CALD population has less gambling problems than non-CALD population

A study comparing Australia’s Culturally and Linguistically Diverse Communities (CALD) to its non-CALD population suggests that the CALD population as a whole experience significantly lower levels of gambling problems than the non-CALD population.

The research project aimed to identify any differences between CALD and non-CALD populations and the connection between gambling problems and other events listed on the Negative Life Events Scale.

Other events on the scale include: serious illness or disability; alcohol or drug related problems; sackings and redundancy; witnessing violence; being a victim of abuse or violent crime and trouble with the police.

The study reveals that the 2006 CALD population experienced lower levels of negative life events (or life stressors) when compared to the non-CALD population and the 2002 CALD population.

When compared to the non-CALD population, problem gambling in the CALD population in 2006 (1.3 per cent) had fallen two percent since 2002.

The research team, from the Charles Darwin University, School for Social Policy and Research, concludes that this decline in reported gambling problems might be due to a range of economic and social factors.

In 2002 and 2006 the non-CALD population reported gambling problems as part of a cluster of social violations (e.g. acts of violence, alcohol/drug use).

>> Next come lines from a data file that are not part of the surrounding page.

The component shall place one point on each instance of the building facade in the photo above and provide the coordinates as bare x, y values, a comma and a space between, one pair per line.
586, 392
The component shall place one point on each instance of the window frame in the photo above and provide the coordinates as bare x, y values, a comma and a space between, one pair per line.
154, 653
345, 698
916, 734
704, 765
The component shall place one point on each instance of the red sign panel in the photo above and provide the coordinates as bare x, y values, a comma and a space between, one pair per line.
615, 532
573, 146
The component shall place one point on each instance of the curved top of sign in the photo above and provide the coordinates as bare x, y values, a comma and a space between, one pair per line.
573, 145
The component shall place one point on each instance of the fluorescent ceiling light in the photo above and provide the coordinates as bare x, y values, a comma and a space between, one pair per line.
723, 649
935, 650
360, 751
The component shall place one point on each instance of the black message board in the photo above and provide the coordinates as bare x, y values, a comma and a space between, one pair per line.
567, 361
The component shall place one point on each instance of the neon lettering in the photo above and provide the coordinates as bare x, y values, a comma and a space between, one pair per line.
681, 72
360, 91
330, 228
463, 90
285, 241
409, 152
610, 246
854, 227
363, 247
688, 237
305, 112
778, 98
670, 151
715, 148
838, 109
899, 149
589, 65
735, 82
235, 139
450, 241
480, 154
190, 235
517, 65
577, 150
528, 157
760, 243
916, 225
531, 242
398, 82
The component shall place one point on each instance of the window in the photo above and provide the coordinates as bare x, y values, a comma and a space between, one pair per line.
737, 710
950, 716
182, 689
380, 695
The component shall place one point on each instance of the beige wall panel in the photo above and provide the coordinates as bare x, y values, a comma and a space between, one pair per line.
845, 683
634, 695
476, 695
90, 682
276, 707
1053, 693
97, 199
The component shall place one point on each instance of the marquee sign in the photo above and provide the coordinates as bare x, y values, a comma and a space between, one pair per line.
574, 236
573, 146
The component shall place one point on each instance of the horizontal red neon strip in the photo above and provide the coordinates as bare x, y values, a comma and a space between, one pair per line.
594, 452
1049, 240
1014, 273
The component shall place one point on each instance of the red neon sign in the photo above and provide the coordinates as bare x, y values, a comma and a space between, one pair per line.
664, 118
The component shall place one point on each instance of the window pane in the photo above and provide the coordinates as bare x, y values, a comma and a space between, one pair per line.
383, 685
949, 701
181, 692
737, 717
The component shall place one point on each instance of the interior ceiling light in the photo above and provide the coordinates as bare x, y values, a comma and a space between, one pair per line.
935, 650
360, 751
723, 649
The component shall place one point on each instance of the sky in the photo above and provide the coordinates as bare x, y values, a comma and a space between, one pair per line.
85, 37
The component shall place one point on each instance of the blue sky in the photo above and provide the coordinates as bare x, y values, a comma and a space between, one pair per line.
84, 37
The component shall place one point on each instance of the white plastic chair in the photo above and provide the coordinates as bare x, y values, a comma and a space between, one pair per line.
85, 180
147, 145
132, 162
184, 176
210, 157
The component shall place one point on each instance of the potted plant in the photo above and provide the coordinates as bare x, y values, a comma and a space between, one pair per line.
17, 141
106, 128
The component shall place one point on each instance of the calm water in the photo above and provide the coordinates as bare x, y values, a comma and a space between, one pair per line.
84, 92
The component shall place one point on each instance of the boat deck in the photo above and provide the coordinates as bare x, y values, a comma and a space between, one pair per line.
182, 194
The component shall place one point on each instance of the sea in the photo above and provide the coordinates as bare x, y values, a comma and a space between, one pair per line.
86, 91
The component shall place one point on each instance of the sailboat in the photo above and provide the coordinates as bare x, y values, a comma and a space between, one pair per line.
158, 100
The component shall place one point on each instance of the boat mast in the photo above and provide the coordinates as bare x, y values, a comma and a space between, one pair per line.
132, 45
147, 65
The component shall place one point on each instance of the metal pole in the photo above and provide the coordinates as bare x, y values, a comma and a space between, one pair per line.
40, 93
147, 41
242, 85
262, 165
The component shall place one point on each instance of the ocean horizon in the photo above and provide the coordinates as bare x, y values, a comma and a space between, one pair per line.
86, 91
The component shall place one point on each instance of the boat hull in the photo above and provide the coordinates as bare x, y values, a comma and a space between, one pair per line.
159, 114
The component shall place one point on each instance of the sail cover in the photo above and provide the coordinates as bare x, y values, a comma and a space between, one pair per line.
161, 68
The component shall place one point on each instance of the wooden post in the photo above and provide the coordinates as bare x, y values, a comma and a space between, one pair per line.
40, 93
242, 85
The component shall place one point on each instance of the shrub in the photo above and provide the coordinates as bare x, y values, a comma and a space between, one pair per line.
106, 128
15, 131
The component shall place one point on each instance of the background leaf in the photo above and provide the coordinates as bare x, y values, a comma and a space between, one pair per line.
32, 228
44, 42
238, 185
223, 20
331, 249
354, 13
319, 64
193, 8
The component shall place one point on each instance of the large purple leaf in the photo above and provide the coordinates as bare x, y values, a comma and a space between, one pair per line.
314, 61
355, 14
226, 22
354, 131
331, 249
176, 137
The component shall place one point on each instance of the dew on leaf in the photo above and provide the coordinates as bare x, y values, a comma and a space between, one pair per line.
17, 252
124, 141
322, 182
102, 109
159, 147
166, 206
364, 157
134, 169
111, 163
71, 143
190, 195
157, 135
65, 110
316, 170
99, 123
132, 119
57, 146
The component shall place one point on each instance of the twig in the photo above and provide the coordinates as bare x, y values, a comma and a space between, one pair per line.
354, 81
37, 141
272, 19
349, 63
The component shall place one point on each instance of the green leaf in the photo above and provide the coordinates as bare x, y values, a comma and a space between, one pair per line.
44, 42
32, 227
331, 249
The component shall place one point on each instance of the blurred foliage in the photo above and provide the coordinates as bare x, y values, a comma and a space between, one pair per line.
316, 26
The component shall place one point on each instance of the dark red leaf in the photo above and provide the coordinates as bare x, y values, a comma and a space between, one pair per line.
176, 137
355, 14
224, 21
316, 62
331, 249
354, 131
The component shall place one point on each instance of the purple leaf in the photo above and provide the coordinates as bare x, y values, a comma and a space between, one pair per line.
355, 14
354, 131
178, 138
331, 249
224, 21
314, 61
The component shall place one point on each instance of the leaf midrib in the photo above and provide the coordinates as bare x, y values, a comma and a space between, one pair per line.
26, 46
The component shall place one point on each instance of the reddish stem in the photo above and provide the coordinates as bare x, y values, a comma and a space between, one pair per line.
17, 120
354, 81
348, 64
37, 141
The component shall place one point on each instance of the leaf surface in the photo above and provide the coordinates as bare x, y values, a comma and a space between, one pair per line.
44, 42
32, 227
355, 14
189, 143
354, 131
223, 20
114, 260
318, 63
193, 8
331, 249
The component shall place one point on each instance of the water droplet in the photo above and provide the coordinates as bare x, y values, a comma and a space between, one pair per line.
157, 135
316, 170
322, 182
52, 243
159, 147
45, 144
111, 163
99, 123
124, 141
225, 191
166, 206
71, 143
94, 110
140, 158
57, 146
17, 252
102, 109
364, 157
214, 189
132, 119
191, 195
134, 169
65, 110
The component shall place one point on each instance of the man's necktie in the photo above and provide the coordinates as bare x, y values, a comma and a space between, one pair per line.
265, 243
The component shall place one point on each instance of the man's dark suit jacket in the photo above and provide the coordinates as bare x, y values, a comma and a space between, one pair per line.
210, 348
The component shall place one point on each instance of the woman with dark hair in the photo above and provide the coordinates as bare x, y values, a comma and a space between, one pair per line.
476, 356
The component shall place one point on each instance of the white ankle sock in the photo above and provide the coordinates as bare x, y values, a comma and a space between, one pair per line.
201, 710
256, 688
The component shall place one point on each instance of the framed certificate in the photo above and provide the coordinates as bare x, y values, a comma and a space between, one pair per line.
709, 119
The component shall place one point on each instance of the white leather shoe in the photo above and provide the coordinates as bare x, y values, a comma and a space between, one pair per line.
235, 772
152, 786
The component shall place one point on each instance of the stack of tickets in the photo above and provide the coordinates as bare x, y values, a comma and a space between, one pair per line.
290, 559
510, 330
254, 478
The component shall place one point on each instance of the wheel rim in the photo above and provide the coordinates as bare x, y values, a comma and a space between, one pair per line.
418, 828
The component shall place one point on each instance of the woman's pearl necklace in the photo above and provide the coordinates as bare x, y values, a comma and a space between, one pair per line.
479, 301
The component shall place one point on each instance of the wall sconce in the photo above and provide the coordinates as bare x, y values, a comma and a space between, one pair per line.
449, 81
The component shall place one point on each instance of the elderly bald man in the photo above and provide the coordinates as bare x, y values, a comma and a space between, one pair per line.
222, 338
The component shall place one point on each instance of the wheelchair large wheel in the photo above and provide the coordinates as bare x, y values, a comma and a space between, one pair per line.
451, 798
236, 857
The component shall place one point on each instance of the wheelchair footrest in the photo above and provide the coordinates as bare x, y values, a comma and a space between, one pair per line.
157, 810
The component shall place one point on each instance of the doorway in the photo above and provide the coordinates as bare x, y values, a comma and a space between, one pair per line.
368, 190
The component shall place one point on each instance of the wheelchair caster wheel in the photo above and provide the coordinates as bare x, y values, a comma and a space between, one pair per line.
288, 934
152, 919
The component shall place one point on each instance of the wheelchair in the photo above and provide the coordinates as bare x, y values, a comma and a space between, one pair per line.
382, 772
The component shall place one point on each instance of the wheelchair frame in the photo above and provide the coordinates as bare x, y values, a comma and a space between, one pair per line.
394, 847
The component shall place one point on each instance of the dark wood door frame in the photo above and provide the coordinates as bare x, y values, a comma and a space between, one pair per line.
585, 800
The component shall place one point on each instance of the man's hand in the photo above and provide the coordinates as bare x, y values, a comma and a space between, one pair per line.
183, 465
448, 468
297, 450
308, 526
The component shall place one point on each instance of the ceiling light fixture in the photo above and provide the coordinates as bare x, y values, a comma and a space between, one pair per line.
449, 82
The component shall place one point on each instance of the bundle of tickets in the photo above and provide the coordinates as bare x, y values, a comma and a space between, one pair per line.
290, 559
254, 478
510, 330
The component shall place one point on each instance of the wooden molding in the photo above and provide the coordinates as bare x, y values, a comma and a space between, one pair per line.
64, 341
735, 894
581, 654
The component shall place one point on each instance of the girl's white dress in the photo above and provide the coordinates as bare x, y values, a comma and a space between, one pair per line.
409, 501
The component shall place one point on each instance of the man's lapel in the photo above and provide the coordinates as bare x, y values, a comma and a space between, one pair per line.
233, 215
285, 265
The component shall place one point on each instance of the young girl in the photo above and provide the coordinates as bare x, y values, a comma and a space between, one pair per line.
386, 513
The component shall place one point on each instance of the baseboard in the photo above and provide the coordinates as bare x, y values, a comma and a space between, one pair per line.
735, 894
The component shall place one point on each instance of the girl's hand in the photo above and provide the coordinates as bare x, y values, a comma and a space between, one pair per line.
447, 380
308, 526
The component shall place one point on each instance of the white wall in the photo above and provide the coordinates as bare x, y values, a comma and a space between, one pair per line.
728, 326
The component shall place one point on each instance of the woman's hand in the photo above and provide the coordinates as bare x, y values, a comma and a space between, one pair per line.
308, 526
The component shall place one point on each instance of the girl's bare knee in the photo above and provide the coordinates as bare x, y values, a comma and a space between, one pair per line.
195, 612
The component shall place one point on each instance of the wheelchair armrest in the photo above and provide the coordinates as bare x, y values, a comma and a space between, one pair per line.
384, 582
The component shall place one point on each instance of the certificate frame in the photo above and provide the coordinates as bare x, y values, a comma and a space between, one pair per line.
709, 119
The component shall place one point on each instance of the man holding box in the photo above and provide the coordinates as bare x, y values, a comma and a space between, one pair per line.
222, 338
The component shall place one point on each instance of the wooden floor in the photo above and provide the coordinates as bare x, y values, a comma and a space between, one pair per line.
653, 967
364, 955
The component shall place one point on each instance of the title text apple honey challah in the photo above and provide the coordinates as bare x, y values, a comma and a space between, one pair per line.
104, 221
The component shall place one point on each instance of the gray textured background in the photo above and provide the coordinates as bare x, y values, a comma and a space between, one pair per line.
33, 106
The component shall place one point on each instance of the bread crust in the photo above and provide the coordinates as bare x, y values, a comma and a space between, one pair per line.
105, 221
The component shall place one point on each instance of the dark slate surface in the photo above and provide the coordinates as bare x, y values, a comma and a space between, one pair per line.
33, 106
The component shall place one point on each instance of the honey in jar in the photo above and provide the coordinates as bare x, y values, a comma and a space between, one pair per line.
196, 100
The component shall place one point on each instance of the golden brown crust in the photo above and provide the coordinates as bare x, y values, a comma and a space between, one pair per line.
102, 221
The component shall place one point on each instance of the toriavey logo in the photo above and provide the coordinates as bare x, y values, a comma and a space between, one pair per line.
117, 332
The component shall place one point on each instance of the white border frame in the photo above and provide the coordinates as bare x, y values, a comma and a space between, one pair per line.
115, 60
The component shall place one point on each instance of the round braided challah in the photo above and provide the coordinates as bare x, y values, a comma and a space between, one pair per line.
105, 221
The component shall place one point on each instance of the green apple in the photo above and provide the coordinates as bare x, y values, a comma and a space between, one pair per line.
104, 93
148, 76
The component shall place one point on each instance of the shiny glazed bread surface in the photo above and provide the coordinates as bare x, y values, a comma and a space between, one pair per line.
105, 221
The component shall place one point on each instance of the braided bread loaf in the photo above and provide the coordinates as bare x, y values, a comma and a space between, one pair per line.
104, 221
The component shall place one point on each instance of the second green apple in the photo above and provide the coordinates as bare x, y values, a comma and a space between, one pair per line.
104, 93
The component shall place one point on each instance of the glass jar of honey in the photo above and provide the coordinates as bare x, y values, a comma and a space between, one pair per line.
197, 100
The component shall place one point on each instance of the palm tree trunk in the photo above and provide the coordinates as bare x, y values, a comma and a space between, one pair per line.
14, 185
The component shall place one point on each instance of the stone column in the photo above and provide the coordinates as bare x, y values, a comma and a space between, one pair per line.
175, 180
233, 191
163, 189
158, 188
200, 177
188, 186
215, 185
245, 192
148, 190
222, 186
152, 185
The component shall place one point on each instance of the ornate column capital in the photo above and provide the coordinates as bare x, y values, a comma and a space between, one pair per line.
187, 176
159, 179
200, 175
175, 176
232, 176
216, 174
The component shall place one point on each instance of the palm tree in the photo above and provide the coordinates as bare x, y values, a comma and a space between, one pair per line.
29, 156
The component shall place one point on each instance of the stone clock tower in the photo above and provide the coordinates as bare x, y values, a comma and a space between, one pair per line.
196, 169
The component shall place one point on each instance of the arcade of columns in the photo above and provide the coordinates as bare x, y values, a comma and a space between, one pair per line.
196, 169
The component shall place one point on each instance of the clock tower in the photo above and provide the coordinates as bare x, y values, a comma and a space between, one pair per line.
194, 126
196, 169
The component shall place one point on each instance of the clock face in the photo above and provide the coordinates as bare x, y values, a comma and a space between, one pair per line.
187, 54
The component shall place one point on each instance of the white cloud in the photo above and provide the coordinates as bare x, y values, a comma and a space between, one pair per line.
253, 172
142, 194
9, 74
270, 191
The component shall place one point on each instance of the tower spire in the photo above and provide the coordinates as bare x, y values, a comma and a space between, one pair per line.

However, such behaviour is not identified as a feature for the CALD population in those years.

Interestingly, while in 2002 gambling problems in the CALD population were likely to be linked to negative life events such as divorce, separation and a death in the family, in 2006 gambling problems were likely to be linked only to mental illness.

Gambling Research Australia released the full report, Correlates of Reported Gambling Problems in the CALD Population of Australia (2010), in February 2011.